A polygon $P$ is star-shaped if there exists a point $p$ in the interior of $P$ that is in the shadow of every point on the boundary of $P$. The set of all such points $p$ is called the kernel of $P$.

Given an $n$-vertex, star-shaped polygon $P$ specified by its vertices in counterclockwise order, how to compute convex hull of this polygon in linear time.

According to these slides (slide $64$), it's really possible to find such a convex hull in linear time using Graham's Scan. This result is given as a corollary. This means that we probably need only the "scan" part of the Graham's Scan algorithm to solve this problem.
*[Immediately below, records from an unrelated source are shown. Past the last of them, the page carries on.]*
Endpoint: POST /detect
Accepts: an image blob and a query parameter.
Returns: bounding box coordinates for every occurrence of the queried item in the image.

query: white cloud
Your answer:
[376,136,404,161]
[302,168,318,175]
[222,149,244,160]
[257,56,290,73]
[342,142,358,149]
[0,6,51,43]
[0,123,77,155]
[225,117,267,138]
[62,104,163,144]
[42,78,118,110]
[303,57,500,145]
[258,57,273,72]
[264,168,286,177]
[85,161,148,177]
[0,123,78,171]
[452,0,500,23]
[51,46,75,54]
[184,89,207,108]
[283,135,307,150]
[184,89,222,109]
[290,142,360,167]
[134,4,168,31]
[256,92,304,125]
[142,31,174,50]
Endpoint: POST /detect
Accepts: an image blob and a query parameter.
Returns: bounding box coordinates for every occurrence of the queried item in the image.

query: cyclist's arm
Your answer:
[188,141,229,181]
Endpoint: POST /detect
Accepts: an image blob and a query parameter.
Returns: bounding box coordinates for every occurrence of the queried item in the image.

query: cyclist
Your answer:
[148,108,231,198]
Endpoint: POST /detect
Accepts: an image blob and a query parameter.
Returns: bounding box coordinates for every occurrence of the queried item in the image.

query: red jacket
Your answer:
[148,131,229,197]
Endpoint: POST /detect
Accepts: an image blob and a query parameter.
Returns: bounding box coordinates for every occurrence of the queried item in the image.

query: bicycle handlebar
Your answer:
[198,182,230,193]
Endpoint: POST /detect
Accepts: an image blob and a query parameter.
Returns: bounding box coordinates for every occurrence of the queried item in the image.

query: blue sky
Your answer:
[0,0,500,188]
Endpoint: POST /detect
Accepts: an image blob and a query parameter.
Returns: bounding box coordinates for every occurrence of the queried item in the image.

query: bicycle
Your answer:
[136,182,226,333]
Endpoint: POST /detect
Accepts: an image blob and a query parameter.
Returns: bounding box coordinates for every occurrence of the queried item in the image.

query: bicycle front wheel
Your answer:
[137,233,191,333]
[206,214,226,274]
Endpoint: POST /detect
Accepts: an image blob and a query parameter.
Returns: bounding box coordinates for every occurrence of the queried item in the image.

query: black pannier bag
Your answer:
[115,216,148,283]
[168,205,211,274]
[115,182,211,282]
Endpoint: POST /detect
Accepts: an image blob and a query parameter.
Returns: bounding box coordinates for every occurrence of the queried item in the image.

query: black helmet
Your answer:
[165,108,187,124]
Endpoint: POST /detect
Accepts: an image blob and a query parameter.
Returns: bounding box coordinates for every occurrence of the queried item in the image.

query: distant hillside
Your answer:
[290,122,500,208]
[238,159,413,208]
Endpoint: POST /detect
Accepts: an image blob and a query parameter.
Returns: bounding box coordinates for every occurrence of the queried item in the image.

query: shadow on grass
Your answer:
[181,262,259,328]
Imagine we have the following star-shaped polygon $P$:

enter image description here

and lets pick the point with the lowest $y$ coordinate of $P$, i.e., $p_2''$. If I'm not wrong, start from there, the steps applied would be:

  1. Pick the next vertex, i.e., $p_3''$.

  2. Lets consider the vertex $a$. We check if $p_2''p_3''a$ is a left or right turn, by using the cross product $(p_3'' - p2'') \times (p_3''- a)$. Since it's a left turn, we pick $a$.

  3. We now consider $p_3''ab$. It's also a left turn, so we pick $b$.

  4. We now consider $abc$. We also have a left turn, so we pick $c$.

  5. Consider $bcp_1'$. It's a left turn, so we alsp pick $p_1'$.

  6. $cp_1'p2'$ is a right turn. Thus we need to remove from the stack $p_1'$. Thus, so far we have included the following vertices in the $CH(P) = p_2'', p_3'', a, b, c, p_2'$.

  7. We consider $cp_2'p_3' = cp_2'p_1''$ (just notation). It's a left turn, so we should include $p_3' = p_1''$. $CH(P) = p_2'', p_3'', a, b, c, p_2', p_3'$.

  8. We now consider $p_2'p_3'p_2''$. It's a right turn, so we should remove all points which create a right turn with $p_2''$, i.e. , $p_3' = p_1''$, but also $p_2'$, because of $cp_2'p_2''$. So, now our final $$CH(P) = p_2'', p_3'', a, b, c, p_2''$$

The (literally) Graham's scan seemed to work in this instance, but I would not know for sure if it would work in general.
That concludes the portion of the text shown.